Conservatives are once again touting marriage as the way out of poverty. They point to U.S. census data showing that poverty is concentrated in single-parent families and that marriage is highly correlated with more successful households and higher-achieving children.

Not so fast. Marriage by itself doesn't lift people out of poverty — certainly not as well as policies that encourage and enable parents to work.

Equally important, correlation isn't the same as causation. If it were, we'd be celebrating the decline of marriage. After all, in the past 50 years, poverty has decreased along with the rate of marriage.

The conservative argument, at any rate, is largely definitional. The government set the 2013 poverty level at $15,510 for a single parent with one child.
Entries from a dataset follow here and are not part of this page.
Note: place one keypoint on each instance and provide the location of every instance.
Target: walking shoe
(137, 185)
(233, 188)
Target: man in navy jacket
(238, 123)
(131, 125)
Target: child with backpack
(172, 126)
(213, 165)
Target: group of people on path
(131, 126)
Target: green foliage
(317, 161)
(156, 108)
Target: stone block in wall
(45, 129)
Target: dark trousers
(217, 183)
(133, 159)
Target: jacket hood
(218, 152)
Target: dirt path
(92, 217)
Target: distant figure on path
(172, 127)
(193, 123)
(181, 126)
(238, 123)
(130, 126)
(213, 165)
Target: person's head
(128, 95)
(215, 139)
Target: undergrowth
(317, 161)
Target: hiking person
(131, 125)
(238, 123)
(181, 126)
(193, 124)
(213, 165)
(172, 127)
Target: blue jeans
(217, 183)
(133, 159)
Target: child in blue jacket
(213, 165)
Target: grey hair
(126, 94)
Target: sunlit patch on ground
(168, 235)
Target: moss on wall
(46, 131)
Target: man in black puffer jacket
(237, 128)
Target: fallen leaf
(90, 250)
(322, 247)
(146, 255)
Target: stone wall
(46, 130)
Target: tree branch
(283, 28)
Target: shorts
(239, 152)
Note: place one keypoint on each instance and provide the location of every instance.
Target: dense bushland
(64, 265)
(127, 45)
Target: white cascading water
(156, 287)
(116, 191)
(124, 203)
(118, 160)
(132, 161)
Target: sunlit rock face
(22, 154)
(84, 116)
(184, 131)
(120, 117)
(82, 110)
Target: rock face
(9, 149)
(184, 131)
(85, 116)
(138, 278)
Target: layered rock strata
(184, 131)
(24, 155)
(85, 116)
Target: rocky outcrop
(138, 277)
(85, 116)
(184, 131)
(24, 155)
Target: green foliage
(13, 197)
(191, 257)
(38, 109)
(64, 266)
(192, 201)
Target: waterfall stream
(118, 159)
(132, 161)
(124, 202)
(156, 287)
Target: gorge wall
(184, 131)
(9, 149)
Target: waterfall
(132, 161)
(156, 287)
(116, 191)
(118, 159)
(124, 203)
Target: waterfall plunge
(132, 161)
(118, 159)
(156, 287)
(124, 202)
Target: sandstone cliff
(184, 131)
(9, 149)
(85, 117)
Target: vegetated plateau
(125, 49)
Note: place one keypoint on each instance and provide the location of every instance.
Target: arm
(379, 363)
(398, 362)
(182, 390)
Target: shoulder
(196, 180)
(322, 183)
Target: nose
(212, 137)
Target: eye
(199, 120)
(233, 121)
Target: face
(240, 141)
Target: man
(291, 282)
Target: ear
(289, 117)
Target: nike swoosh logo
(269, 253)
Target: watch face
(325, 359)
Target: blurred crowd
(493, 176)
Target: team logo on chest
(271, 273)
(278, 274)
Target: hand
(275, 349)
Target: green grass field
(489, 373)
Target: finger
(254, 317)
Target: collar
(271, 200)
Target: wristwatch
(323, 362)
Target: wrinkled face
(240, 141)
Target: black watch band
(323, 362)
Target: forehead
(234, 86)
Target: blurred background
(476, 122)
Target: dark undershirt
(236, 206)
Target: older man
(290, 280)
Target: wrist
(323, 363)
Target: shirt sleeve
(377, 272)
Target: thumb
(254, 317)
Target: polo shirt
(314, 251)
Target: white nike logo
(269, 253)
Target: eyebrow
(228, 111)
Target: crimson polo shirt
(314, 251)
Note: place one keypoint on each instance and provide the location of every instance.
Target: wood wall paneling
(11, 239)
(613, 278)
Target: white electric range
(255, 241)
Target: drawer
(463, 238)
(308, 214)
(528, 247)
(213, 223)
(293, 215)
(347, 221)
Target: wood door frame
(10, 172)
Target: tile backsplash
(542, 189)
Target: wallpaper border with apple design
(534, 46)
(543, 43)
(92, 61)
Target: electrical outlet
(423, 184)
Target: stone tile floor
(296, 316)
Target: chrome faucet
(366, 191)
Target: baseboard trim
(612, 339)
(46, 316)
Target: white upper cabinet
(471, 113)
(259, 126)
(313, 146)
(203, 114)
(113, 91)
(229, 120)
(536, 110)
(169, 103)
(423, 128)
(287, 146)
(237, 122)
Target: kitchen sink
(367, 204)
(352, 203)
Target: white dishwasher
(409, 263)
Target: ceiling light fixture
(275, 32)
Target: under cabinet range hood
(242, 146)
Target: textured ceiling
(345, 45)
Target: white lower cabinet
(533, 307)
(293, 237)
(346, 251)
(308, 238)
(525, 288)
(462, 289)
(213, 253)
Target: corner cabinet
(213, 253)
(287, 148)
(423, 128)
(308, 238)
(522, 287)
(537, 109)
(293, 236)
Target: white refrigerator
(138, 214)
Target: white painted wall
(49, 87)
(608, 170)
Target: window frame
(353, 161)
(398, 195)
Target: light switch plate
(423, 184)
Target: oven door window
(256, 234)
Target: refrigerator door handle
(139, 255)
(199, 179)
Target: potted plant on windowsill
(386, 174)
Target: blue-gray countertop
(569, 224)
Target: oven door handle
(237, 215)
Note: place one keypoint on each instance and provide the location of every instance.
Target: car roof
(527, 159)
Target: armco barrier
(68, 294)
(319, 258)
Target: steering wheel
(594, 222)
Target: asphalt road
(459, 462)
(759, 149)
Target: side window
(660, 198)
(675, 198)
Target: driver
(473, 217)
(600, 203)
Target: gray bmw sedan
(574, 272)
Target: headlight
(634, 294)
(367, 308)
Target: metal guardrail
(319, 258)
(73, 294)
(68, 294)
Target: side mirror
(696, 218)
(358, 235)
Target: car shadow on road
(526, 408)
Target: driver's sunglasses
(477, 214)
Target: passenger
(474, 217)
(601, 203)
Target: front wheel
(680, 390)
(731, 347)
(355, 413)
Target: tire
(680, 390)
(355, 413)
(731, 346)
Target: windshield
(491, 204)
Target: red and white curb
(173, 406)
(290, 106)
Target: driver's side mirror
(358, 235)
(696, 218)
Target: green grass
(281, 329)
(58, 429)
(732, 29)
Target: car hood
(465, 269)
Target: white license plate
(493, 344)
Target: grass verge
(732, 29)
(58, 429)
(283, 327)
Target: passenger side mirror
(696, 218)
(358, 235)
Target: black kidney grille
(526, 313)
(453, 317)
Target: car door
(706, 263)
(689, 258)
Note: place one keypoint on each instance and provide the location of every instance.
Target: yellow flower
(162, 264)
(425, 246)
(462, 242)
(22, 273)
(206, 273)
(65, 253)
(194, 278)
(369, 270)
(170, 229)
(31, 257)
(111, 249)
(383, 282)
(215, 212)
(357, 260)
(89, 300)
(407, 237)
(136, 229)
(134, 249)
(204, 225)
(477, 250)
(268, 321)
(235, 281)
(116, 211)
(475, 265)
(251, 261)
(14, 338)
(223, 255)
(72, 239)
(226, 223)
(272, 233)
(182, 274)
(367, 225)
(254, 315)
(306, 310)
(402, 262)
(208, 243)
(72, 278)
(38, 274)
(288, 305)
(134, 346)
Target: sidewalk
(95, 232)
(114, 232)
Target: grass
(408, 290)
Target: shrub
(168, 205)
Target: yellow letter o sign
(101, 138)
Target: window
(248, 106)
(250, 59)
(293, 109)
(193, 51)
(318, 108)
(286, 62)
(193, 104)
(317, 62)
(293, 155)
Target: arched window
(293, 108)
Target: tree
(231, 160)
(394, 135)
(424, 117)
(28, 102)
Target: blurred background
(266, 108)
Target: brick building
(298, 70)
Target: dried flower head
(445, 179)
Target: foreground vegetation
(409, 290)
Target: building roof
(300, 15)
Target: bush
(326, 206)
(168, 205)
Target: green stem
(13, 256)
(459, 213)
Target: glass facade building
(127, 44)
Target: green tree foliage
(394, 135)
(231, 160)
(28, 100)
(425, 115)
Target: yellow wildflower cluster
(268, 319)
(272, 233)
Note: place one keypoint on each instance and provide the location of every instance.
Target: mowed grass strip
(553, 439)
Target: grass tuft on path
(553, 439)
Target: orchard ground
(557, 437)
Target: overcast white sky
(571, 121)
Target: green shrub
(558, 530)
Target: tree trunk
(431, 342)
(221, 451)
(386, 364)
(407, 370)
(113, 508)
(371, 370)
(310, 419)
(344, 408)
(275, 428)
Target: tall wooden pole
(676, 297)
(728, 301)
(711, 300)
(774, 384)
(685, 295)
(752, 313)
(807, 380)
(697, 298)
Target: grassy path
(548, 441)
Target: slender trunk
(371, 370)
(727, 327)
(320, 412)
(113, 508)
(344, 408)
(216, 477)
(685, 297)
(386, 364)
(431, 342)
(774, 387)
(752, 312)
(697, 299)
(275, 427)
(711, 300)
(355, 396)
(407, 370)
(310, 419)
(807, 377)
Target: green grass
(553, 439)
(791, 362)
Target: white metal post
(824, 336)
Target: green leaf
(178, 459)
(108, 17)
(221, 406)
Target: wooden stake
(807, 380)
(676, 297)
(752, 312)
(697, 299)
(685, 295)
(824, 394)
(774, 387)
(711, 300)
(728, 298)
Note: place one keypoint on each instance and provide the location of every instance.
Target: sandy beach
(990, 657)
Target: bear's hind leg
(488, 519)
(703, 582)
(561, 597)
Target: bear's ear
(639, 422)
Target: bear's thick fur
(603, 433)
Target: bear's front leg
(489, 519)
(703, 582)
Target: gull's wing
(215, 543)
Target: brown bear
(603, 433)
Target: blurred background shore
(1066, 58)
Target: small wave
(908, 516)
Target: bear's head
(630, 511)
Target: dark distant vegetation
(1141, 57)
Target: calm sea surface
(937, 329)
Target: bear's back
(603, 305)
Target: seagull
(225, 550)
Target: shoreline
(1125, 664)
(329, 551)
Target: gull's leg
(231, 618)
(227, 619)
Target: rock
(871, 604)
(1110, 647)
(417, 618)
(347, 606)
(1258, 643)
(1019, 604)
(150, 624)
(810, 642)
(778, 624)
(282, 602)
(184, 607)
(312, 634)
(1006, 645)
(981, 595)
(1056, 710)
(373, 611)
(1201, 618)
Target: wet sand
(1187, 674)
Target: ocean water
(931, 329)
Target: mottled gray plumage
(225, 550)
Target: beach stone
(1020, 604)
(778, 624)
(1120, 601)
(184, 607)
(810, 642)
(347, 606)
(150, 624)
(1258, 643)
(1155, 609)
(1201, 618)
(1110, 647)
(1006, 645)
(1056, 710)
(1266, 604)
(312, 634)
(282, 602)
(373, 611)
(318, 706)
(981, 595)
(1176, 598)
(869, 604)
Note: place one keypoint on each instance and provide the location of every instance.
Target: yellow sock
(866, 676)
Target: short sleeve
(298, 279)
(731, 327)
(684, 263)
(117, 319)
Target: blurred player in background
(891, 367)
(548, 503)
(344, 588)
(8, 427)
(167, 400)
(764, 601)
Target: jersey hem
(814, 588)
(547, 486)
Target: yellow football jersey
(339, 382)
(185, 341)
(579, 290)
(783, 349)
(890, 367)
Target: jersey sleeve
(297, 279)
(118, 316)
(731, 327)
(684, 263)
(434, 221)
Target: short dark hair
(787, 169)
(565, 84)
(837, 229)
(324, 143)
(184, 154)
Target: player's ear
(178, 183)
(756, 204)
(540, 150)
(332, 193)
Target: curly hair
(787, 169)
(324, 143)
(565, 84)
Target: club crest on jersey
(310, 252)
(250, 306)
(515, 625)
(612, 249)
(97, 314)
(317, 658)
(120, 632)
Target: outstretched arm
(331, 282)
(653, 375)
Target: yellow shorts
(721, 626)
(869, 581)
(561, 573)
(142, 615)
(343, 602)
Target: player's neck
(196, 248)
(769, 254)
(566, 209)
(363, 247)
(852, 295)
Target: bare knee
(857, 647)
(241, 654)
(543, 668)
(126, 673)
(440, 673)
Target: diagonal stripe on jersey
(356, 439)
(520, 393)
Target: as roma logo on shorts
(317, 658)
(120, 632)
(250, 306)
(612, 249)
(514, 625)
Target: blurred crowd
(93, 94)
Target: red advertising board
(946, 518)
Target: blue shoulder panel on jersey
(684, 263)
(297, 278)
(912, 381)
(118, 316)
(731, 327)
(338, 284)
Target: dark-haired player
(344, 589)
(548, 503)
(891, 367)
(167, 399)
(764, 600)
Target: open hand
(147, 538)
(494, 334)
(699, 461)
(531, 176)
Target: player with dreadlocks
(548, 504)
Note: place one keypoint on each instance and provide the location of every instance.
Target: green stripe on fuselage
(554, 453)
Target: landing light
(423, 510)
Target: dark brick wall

If that parent married another single parent, and they each earned a below — poverty $15,000, their combined income of $30,000 would automatically put them above the official poverty line of $23,550 for a family of four.

What's more, past attempts, notably by the George W. Bush administration, to boost marriage rates with grants to state marriage-skills programs haven't worked. Long-term trends toward fewer marriages prevail across incomes, cultures and countries.

In some circumstances, marriage may even be the wrong answer. Is it better, for example, to raise children in a home where the two parents are constantly fighting? In one study of single mothers, more than two-thirds of those who married ended up divorced by the time they were 35 to 44, at which point they were worse off economically than if they had stayed single.

It's also possible that the absence of marriage doesn't cause poverty but that poverty causes less marriage. Black women, who make up a disproportionate number of single mothers, tell researchers they would like to be married but too often that means having another mouth to feed. To a statistician, marriage may make sense, but to many women, it doesn't.

Sen. Marco Rubio of Florida, the Republican presidential aspirant who has taken up the issue, is right to worry about the consequences when children are raised by poor, single parents. But if we're to be guided by the data, he could just as well tell parents "Go to college" as "Get married." In 2009, the median income of families headed by a parent with a college degree was $100,000. The median income of households headed by a high-school dropout was $31,000.

What must come first are investments in poor children, regardless of their parents' marital status. The United States needs policies that encourage kids to stay in school, and parents to work, and then supplements the incomes of the working poor. This path has more bipartisan support than direct cash benefits to able-bodied adults do.

And it works, as President Bill Clinton's welfare reforms demonstrated. Two other programs, the child tax credit and the earned income tax credit, have reduced poverty more than any other federal program except Social Security. Because they are available only to workers, the tax credits encourage parents, single or not, to stay employed. And because the credits are refundable, even those with no income-tax liability benefit.

In his State of the Union speech this week, President Barack Obama was right to propose an expansion of the earned income tax credit to help childless workers who now qualify for only a minuscule sum. Rubio supports the concept, having proposed direct wage subsidies for all working poor adults, including the childless. So long as Rubio doesn't envision cutting benefits to working parents in order to cover childless adults, it seems there are grounds for a Rubio-Obama deal.

In some cases, of course, marriage can benefit working parents. But there are more effective and efficient ways for the government to reduce poverty. To suggest otherwise is to engage in a false debate.